Further, in the ink jet recording material in which the specific compound was added to the coating solution A, the coating solution A was so thickened that the coating solution A could not be applied (Comparative Example 3).
Furthermore, the bronzing phenomenon deteriorated in the ink jet recording material in which the ink receiving layer was formed only with the coating liquid A and the specific compound was not added (Comparative Example 2).

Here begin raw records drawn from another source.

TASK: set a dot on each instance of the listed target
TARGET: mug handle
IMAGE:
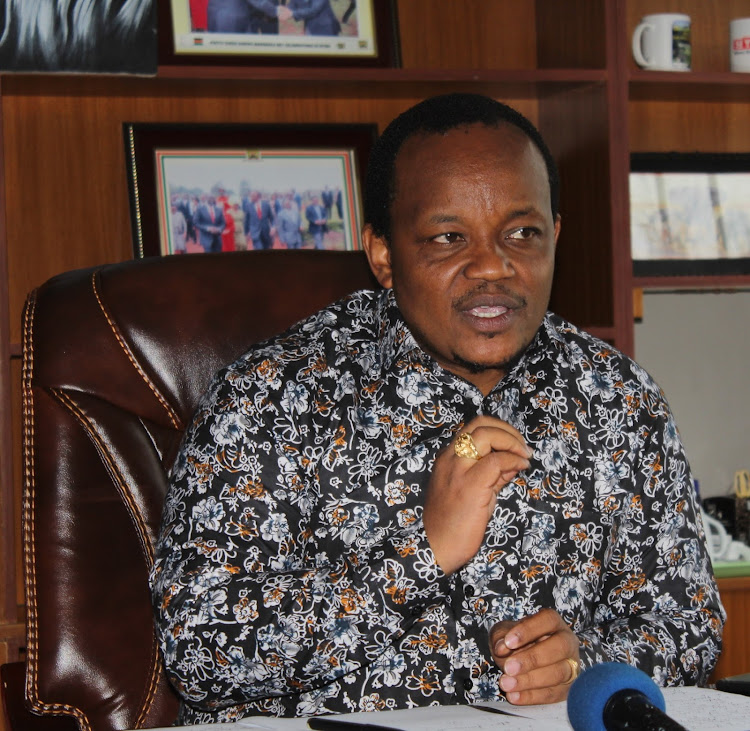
(640, 59)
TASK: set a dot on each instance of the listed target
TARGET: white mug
(661, 42)
(739, 44)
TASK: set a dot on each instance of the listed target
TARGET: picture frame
(689, 214)
(367, 36)
(172, 166)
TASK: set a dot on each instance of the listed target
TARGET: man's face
(472, 247)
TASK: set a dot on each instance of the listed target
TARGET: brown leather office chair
(115, 360)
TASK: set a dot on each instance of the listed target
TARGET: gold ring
(575, 670)
(464, 446)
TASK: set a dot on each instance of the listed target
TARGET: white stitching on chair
(32, 637)
(118, 336)
(140, 527)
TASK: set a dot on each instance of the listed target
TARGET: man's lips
(485, 312)
(488, 306)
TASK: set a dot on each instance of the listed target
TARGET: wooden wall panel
(68, 205)
(468, 34)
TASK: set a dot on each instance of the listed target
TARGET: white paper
(697, 709)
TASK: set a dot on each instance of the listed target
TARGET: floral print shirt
(293, 575)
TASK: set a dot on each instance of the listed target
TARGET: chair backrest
(115, 360)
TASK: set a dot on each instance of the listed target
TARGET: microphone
(612, 696)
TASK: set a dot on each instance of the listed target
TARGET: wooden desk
(735, 657)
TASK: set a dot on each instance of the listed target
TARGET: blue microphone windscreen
(590, 692)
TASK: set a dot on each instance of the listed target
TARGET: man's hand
(534, 655)
(462, 492)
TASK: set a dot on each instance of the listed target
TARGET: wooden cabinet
(735, 656)
(566, 65)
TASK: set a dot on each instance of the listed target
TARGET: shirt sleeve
(249, 604)
(659, 606)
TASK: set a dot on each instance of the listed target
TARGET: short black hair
(437, 115)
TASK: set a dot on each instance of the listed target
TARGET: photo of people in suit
(280, 199)
(285, 17)
(275, 27)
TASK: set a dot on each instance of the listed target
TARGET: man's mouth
(486, 312)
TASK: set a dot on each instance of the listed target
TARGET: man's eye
(526, 232)
(448, 238)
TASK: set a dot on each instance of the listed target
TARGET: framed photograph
(689, 214)
(279, 33)
(225, 187)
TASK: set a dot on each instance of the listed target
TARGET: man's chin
(484, 365)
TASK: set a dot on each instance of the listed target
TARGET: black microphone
(613, 696)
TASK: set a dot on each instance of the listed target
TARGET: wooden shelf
(708, 86)
(723, 282)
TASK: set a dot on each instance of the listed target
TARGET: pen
(333, 724)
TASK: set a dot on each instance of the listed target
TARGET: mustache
(488, 293)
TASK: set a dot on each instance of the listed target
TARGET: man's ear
(379, 255)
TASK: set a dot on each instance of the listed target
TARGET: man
(438, 492)
(289, 224)
(209, 221)
(317, 221)
(245, 16)
(179, 229)
(318, 16)
(258, 221)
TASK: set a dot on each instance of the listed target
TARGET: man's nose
(487, 259)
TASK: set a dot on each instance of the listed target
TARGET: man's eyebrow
(443, 218)
(439, 218)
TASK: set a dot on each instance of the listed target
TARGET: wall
(697, 346)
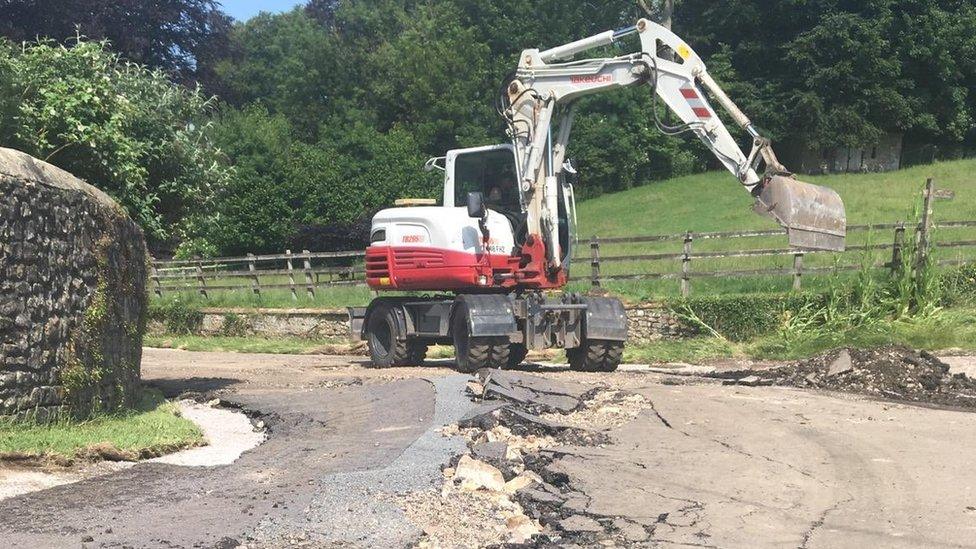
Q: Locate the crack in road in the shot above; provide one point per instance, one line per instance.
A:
(732, 447)
(817, 524)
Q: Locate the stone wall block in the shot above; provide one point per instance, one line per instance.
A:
(72, 275)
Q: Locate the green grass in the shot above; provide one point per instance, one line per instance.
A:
(952, 330)
(249, 344)
(713, 201)
(152, 428)
(690, 350)
(325, 298)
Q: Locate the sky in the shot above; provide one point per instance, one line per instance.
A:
(243, 10)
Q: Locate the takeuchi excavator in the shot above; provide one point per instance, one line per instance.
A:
(501, 240)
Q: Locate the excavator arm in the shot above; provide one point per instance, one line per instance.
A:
(541, 94)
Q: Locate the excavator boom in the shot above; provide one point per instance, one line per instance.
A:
(547, 83)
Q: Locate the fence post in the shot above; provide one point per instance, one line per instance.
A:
(797, 270)
(291, 275)
(686, 266)
(897, 246)
(595, 261)
(307, 265)
(201, 280)
(923, 237)
(255, 283)
(154, 276)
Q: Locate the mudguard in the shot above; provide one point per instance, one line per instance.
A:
(606, 319)
(403, 320)
(488, 315)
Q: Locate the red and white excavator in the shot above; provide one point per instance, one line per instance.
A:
(504, 231)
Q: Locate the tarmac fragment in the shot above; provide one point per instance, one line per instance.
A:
(477, 475)
(893, 372)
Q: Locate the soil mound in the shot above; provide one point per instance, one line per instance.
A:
(892, 372)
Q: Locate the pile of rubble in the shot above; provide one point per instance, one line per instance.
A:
(504, 491)
(895, 372)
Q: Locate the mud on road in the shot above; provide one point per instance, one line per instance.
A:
(358, 457)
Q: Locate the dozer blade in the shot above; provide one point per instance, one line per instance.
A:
(813, 216)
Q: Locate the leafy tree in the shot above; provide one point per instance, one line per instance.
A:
(255, 210)
(282, 184)
(833, 73)
(434, 79)
(125, 129)
(175, 35)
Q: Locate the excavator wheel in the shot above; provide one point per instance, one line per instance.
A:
(516, 354)
(596, 356)
(387, 347)
(416, 353)
(474, 353)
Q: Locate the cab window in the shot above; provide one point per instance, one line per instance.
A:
(491, 173)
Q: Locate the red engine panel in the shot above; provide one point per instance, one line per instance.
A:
(422, 268)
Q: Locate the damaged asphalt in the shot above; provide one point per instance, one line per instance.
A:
(695, 463)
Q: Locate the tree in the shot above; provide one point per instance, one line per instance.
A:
(125, 129)
(288, 63)
(174, 35)
(255, 211)
(834, 73)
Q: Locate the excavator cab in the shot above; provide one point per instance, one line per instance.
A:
(492, 172)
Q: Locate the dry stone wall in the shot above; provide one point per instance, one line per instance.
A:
(72, 293)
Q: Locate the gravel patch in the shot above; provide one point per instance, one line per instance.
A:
(359, 508)
(229, 434)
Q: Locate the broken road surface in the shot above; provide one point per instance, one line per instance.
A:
(688, 462)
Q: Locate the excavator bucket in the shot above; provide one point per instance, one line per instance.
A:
(813, 216)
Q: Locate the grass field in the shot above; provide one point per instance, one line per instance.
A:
(707, 202)
(712, 202)
(152, 428)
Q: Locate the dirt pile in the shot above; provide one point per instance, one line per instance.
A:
(508, 489)
(897, 373)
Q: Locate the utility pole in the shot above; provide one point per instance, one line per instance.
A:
(663, 11)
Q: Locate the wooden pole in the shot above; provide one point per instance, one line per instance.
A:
(291, 275)
(201, 280)
(255, 283)
(309, 283)
(797, 270)
(897, 247)
(686, 266)
(154, 276)
(595, 262)
(926, 226)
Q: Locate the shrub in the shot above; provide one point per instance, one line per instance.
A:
(179, 316)
(746, 317)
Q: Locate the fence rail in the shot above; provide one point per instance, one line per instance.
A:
(306, 271)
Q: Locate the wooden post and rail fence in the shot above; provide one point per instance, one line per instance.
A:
(259, 273)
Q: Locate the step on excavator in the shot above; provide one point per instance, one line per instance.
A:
(502, 239)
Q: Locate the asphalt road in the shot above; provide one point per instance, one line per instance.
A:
(710, 465)
(334, 443)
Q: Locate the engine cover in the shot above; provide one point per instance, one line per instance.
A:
(437, 248)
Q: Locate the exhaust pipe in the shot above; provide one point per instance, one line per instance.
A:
(813, 216)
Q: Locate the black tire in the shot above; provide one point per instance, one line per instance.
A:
(516, 354)
(596, 356)
(386, 346)
(474, 353)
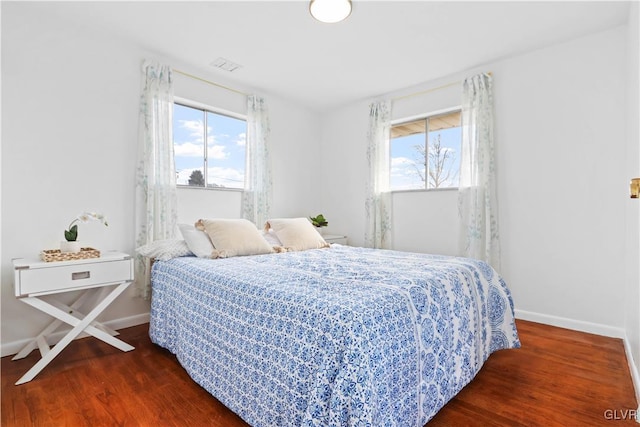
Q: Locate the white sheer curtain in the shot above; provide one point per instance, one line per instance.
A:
(477, 196)
(378, 203)
(256, 198)
(156, 203)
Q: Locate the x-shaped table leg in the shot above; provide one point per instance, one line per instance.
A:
(85, 324)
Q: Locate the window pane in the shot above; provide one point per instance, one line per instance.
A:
(444, 150)
(407, 162)
(226, 140)
(188, 145)
(407, 155)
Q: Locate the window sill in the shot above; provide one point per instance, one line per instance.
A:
(193, 187)
(425, 190)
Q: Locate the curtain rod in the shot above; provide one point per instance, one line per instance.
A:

  As described above, the examples using the exemplary compounds P-1 and P-12 as the substantially colorless compounds having 10 or more atoms having conjugated π electrons in one molecule have been described. Even when other compounds included in the scope of the present invention are used, the same compounds can be obtained.

Claims (7)

  An ink jet recording material having an ink receiving layer on a support, wherein the ink receiving layer forms a coating layer using at least a coating liquid A containing fine particles and a water-soluble resin, and the formed coating layer comprises It is formed by applying a coating liquid B containing a substantially colorless compound having 10 or more atoms having conjugated π electrons in one molecule on the coating layer after showing reduced-rate drying. An inkjet recording material.   The inkjet recording material according to claim 1, wherein the coating liquid B further contains colloidal silica.   The inkjet recording material according to claim 1, wherein the coating liquid B does not contain a cationic compound.   The substantially colorless compound having 10 or more atoms having conjugated π electrons in one molecule has at least two aromatic ring groups (including aromatic heterocyclic groups). The inkjet recording material of any one of -3.   The substantially colorless compound having 10 or more atoms having conjugated π electrons in one molecule is a compound having no fluorescence, the wavelength of the absorption peak on the longest wave side (λmax) is 350 nm or less, and 400 to 400 The ink jet recording material according to any one of claims 1 to 4, wherein the molar extinction coefficient at any wavelength in the visible spectral region of 700 nm is a compound having a molecular weight of 10,000 or less.   The inkjet recording material according to claim 1, wherein the substantially colorless compound having 10 or more atoms having conjugated π electrons in one molecule has a solubilizing group. .   A method for producing an ink jet recording material having an ink receiving layer on a support, wherein the ink receiving layer forms a coating layer on the support using at least a coating liquid A containing fine particles and a water-soluble resin, After the formed coating layer shows reduced-rate drying, a coating solution B containing a substantially colorless compound having 10 or more atoms having conjugated π electrons in one molecule is coated on the coating layer. A method for producing an ink jet recording material, comprising: forming an ink jet recording material.